Dans le prolongement des travaux de Claire Bidart (1997) et d’Anne Vincent-Buffault (1995, 2010) qui ont soulevé la question de l’histoire et des modalités de l’exercice de l’amitié comme lien social, j’entends m’attacher à cerner cette autre façon d’entretenir des relations qu’est l’amitié et à définir les possibles qu’elle ouvre aux femmes dans le domaine de la littérature.
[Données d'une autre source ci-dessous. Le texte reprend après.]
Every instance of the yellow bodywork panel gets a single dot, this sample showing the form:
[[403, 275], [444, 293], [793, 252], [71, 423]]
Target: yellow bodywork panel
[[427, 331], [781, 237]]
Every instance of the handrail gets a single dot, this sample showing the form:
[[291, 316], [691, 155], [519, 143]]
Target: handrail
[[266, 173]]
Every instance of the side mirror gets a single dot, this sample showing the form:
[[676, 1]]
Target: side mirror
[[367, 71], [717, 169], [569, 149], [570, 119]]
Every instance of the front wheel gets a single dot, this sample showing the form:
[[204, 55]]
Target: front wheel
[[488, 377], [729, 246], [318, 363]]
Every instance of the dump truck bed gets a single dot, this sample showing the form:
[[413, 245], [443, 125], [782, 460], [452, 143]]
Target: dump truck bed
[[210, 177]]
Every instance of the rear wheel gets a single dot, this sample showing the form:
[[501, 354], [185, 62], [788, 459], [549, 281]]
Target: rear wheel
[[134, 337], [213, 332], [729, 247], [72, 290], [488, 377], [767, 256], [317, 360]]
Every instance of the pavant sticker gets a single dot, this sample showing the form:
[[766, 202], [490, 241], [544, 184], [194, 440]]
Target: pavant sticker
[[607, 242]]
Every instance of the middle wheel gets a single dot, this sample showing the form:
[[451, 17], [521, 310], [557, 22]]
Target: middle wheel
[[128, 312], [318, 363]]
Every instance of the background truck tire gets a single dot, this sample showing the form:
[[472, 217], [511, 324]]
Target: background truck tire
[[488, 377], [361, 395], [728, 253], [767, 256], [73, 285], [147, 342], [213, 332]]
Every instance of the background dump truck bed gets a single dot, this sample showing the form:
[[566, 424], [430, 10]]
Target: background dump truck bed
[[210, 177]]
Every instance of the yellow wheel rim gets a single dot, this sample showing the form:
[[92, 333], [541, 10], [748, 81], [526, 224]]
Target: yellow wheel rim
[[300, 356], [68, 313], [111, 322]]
À partir de l’exemple de Jeanne Lapointe, l’une des figures féminines parmi les plus importantes de l’histoire intellectuelle québécoise du XXe siècle, et des empreintes d’amitié qu’elle a laissées à travers ses lettres et ses notes, le projet « Écrire, lire, critiquer entre amies » souhaite poser les bases d'une approche de l'amitié entre femmes dans la constitution sociale de la littérature et ainsi combler les lacunes des travaux théoriques sur le lien amical féminin. Lapointe présente un sujet tout désigné pour penser l'amitié entre femmes et ses effets sur les pratiques littéraires en raison des amitiés, profondes et durables, qu'elle a liées avec des écrivaines comme Anne Hébert, Marie-Claire Blais, Gabrielle Roy, Monique Bosco, Louky Bersianik et Madeleine Gagnon. Le choix de Lapointe s'explique aussi parce que ses archives offrent un point de vue unique, un accès parmi les plus directs sur les façons dont peut jouer l'amitié féminine sur l'activité littéraire. Or, au sein des réseaux féminins de Lapointe s'entremêlent des relations d'amitié et de mentorat dont ni l'histoire littéraire, ni la sociologie de la littérature, ni la critique au féminin n'ont encore mis en lumière le rôle. Arrimant les théories de l'épistolaire (Grassi, Haroche-Bouzinac, Diaz, Melançon), celles de l'amitié (Bidart, Vincent-Buffault) et celles du réseau (Lacroix, Degenne et Forsé, Denis et Marnettte, Dozo), j'entends dépasser la « courtepointe de l'amitié entre femmes » (Audet, 2000), c'est-à-dire une compilation de cas de figure, pour appréhender de manière perspicace ce lien social particulier dans toutes ses ramifications (littéraire, politique, sociale, féministe, personnelle).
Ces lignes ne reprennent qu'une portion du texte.